Sparen auf Kosten der Schwächsten: Weil die Betreuungstelle für minderjährige Flüchtlinge unterbesetzt ist, dürfen Flüchtlingsorganisationen die Arbeit machen – ungefragt und ehrenamtlich  ■ Von Marina Mai

„Dein Asylantrag wurde leider abgelehnt“, stand in dem Brief, den T., ein 14jähriger kurdischer Asylsuchender, von seinem Vormund vom Treptower Jugendamt bekam. Das Treptower Jugendamt betreut seit einem Jahr zentral für alle 23 Bezirke die minderjährigen Asylsuchenden. Damit ist das Amt hoffnungslos überfordert. Derzeit kommen auf einen Sachbearbeiter rund 600 Vormundschaftsfälle. Vorher wurde diese Aufgabe von karitativen Organisationen und Einzelpersonen geleistet. Das war dem Senat zu teuer.

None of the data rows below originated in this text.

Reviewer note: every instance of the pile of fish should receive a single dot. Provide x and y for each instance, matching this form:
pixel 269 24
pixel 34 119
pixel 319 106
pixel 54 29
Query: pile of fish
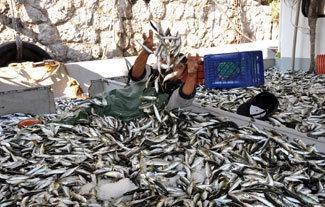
pixel 186 159
pixel 301 97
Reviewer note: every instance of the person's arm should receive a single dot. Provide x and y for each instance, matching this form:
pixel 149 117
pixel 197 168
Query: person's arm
pixel 190 83
pixel 139 65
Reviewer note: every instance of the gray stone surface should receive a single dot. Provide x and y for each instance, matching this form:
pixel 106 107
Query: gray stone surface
pixel 79 30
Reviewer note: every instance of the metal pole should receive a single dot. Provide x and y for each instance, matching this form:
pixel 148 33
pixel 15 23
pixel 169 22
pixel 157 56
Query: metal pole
pixel 295 37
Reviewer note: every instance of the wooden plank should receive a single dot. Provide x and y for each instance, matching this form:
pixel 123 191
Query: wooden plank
pixel 34 101
pixel 246 121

Der Vormund, so erfährt T. im Brief weiter, habe gegen die Ablehnung beim Verwaltungsgericht geklagt – die Klage allerdings nicht begründet. Und weil eine Klage ohne Begründung keine Aussicht auf Erfolg hat, soll sich T. selbst um eine Begründung bemühen.

T. kann sich einen Rechtsanwalt dazu nehmen. Bezahlen muß er den aber selbst. Und weil T. kein Geld hat, legt der Amtsvormund ihm ein paar Adressen von Vereinen bei, die solche Begründungen kostenlos schreiben würden. Dazu gehören das kurdische Zentrum in Kreuzberg und die „Oase“ in Pankow.

T. schwänzt einen Tag in der Schule und fährt nach Kreuzberg. Marion Kellner, derzeit einzige bezahlte Stelleninhaberin beim kurdischen Zentrum, kann ihm nicht helfen. Sie erstickt in Arbeit. Ihr werden die Jugendlichen geschickt, ohne daß je ein Amtsvormund mit ihr gesprochen hätte, ob sie deren Arbeit machen würde.

Geld bekommt das kurdische Zentrum auch nicht für die Übernahme von Arbeiten des Treptower Jugendamts, nicht einmal Papier und Briefmarken werden erstattet. Dem Verein wurden sogar Mittel gestrichen. Marion Kellner schickt T. schweren Herzens weiter nach Pankow. Doch auch Brigitte Kallmeier bei der „Oase“ bekommt täglich etwa drei Jugendliche vom Vormund aus Treptow geschickt. Sie versucht, den kurdischen Jugendlichen zu helfen, weil das sonst niemand macht.

Aber eigentlich sei dies Aufgabe des Vormunds, meint auch Brigitte Kallmeier. Doch die Vormünder sind weder für diese Arbeit qualifiziert, noch haben sie die Zeit. Für eine Klagebegründung nimmt sich Brigitte Kallmeier drei Stunden Zeit, mit dem Jungen zu sprechen, sein Vertrauen zu gewinnen. Wenn ein Vormund in Treptow für 600 Jugendliche zuständig ist, kann er diese Zeit nicht aufbringen.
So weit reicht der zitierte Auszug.